Also the lack of differentiation between powered and active gets completely ignored much of the time. It would also be nice to have descriptive levels of just how active a speaker it is…
This has been bothering me lately . One prominent Hi-Fi reviewer on YouTube recently did a video wherein he claimed that only if a system is bi-amped should it be considered "Active." This is hogwash. Simply bad lingusitics.
"Active" is the opposite of "passive." A speaker that is fed from an external amplifier is a passive device. Whether single driver, 2-way or 3-way doesn't matter. All would be passive.
If a speaker has an amplifier built-in it can rightfully be called an "active" speaker system. Presuming that amplifier requires power, it can honestly be called a "powered" loudspeaker.
In the low-end price range, it might be a two-way system with a single amplifier and a very simple set of passive filters for the drivers. That's still an "active" speaker. I would expect this in something like computer speakers.
If it has a crossover prior to a set of amplifiers then it's a bi-amplified or tri-amplified speaker system. That's an entirety separate matter from being merely active or passive.
To be accurate, it should be described as a "bi/tri-amplified active (or powered) speaker system."

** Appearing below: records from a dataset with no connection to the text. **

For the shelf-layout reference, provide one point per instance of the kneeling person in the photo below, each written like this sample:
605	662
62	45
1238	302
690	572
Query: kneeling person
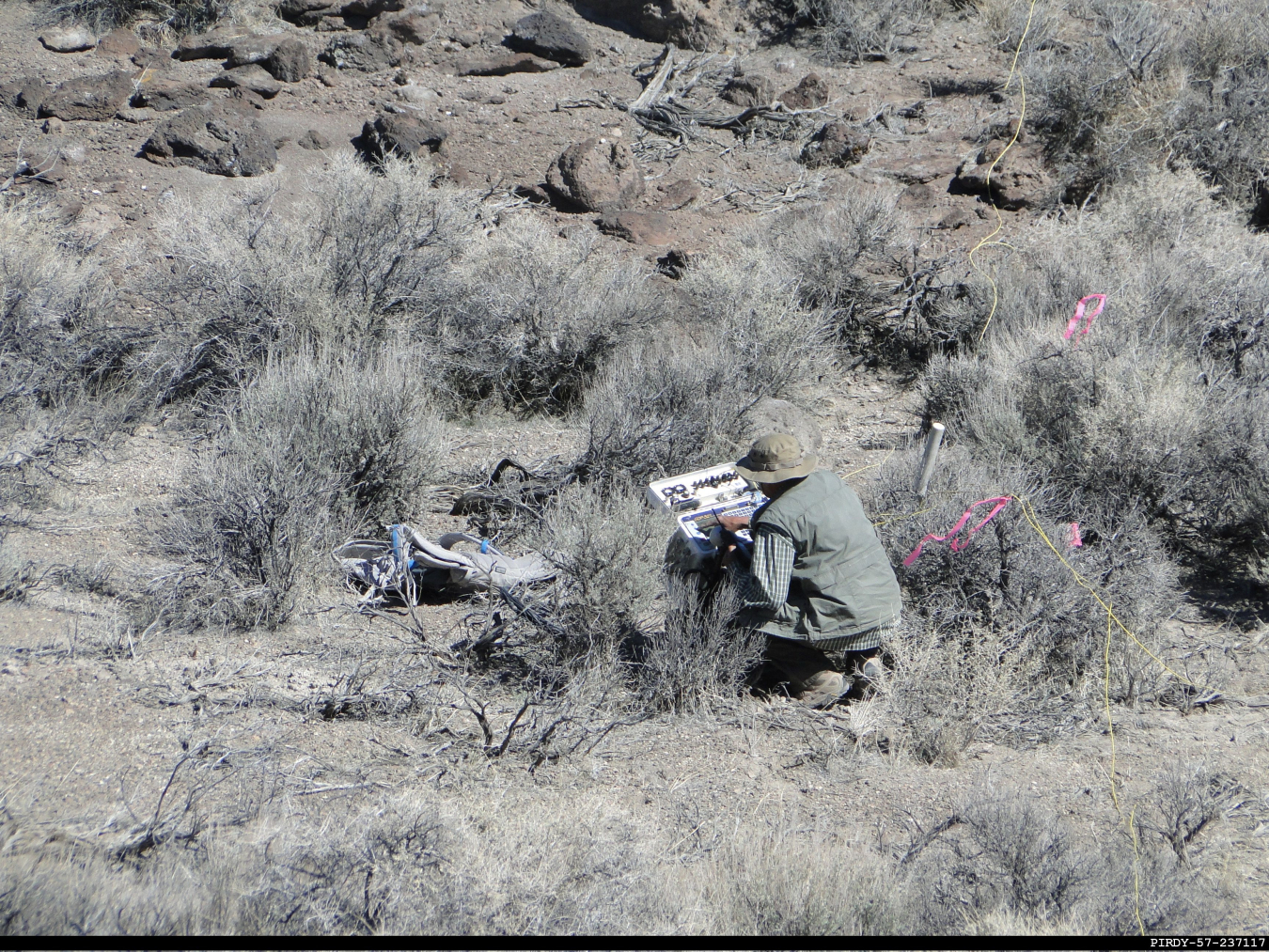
819	579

There are edge cases. JBLs M2 is a passive loudspeaker. But it's often sold as part of a system, with Crown amplifiers and BSS DSP for crossovers.
MiniDSP once sold a small amplified speaker cube whose only connection was Ethernet. It received both signal and power over that Ethernet connection. It was both active and powered, even if the power source is unusual.
I reject the notion that a speaker must be bi/tri-amplified to be called "active."